Contrary to fashionable commentary, the classical liberal tradition has never claimed that markets are ‘perfect’ institutions populated by fully rational agents. Neither has it denied the possibility of ‘systemic’ market failure. In a world where learning via imitation is crucial for transmitting knowledge and where ‘herding’ behaviour may be prevalent it is entirely possible that many actors may learn the wrong things and simultaneously invest in mistaken ventures – as the sub-prime bubble so clearly demonstrated. The great advantage of markets, however, is that they reduce the possibility of such failure because potentially erroneous decisions are not backed by the force of law – private property affords those who dissent from the way the crowd is behaving the liberty to act differently. 
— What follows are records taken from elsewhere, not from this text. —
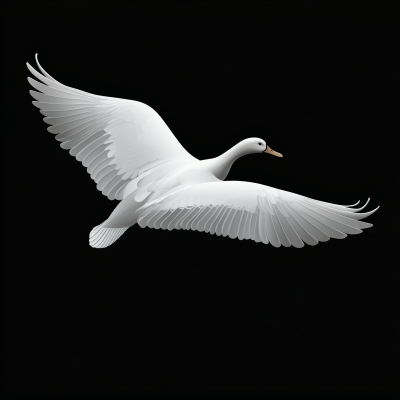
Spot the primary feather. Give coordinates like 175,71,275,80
27,55,379,248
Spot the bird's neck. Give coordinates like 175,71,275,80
202,145,246,180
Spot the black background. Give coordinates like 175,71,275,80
2,1,400,399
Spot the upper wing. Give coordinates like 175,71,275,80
134,181,379,247
26,54,197,200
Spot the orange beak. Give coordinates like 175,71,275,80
264,145,283,157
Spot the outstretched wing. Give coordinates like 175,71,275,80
134,181,379,247
27,54,197,200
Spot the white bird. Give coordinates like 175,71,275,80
27,54,379,248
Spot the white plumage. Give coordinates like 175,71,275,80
27,55,379,247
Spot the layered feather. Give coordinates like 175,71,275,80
27,54,197,200
138,181,379,248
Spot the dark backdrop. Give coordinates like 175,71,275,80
2,1,399,399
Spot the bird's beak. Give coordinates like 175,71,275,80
264,145,283,157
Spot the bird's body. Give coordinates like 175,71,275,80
27,54,377,247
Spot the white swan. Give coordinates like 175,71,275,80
27,54,379,248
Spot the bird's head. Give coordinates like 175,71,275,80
240,138,283,157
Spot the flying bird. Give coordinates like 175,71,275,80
26,54,379,248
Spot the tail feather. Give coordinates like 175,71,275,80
89,222,129,248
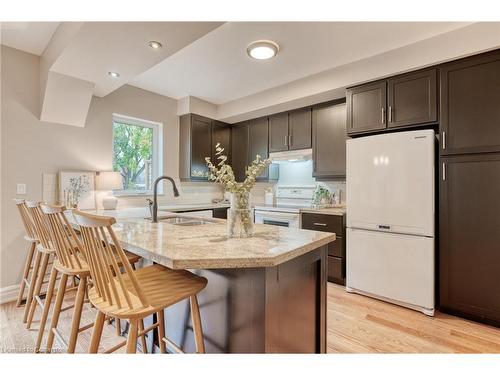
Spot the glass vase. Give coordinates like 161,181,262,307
227,192,253,238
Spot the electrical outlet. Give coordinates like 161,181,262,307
17,184,26,195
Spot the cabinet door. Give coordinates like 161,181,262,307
439,154,500,324
440,51,500,154
269,113,288,152
387,69,437,128
288,108,312,150
191,115,212,180
312,103,347,179
212,121,231,164
248,117,269,180
231,121,248,182
346,81,387,134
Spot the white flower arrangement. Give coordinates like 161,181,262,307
205,143,271,194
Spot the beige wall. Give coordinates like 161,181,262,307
0,46,220,288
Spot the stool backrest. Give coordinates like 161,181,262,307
26,201,52,250
14,199,37,239
73,210,148,309
40,204,84,272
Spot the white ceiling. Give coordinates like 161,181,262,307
131,22,469,104
51,22,221,96
0,22,59,56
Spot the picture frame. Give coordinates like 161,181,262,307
58,170,96,210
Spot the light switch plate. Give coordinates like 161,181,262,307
16,184,26,195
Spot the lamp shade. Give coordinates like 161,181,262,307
97,172,123,190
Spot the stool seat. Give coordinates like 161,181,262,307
53,251,141,276
89,264,207,319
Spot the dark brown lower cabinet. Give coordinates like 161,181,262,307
301,213,346,285
439,154,500,326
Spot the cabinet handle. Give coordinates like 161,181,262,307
313,223,326,227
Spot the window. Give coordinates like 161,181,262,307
113,114,162,195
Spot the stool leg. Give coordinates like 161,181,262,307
26,254,49,329
35,268,58,353
189,294,205,353
16,242,36,307
139,319,148,354
115,318,122,336
127,319,139,354
47,273,68,353
89,311,106,353
68,276,87,353
23,250,42,323
156,310,167,353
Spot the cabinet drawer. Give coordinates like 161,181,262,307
328,237,344,257
328,256,345,285
302,213,344,237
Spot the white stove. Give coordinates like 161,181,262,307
254,185,316,228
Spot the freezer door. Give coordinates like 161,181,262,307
346,229,434,309
347,130,434,237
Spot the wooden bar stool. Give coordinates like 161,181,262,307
35,204,92,353
35,204,146,353
73,211,207,353
14,199,39,323
26,201,55,329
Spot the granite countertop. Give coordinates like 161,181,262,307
300,207,347,216
68,207,335,269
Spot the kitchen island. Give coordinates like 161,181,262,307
67,209,335,353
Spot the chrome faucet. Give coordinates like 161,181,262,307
151,176,179,223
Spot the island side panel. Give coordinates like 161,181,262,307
265,246,327,353
165,268,266,353
160,246,327,353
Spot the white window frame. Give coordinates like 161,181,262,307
112,113,163,196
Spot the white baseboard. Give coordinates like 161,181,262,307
0,284,19,305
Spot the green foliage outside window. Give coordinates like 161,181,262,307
113,121,153,190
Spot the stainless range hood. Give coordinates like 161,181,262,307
269,148,312,163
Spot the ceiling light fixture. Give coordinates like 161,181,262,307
247,40,280,60
148,40,163,49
By contrast the regulatory process which so many are now demanding should discipline markets, is not subject to an equivalent process of competitive testing. It is in the very nature of regulation that decisions are imposed on society as a whole in order to reduce behavioural heterogeneity. But if regulators are no more omniscient or rational than anybody else – and there is no reason to suppose that they are – then the consequences of any errors they make will be more far-reaching precisely because their decisions are backed by coercive authority. As Jeffrey Friedman[1] has shown in a truly brilliant essay, though market failure played a role in the recent crisis, the scale of the meltdown was in large measure due to a series of systemic failures in monetary and financial regulation. From the decision of monopoly central banks to keep interest rates at excessively low levels, to the regulatory and fiscal inducement of government-backed mortgage companies to relax lending requirements for low income families, to internationally enforced capital regulations which induced banks to securitize risky mortgages, and the creation of legally protected monopolies in the credit rating business – the homogenising effect of all these measures virtually guaranteed that if mistakes were made, the consequences would be devastating.  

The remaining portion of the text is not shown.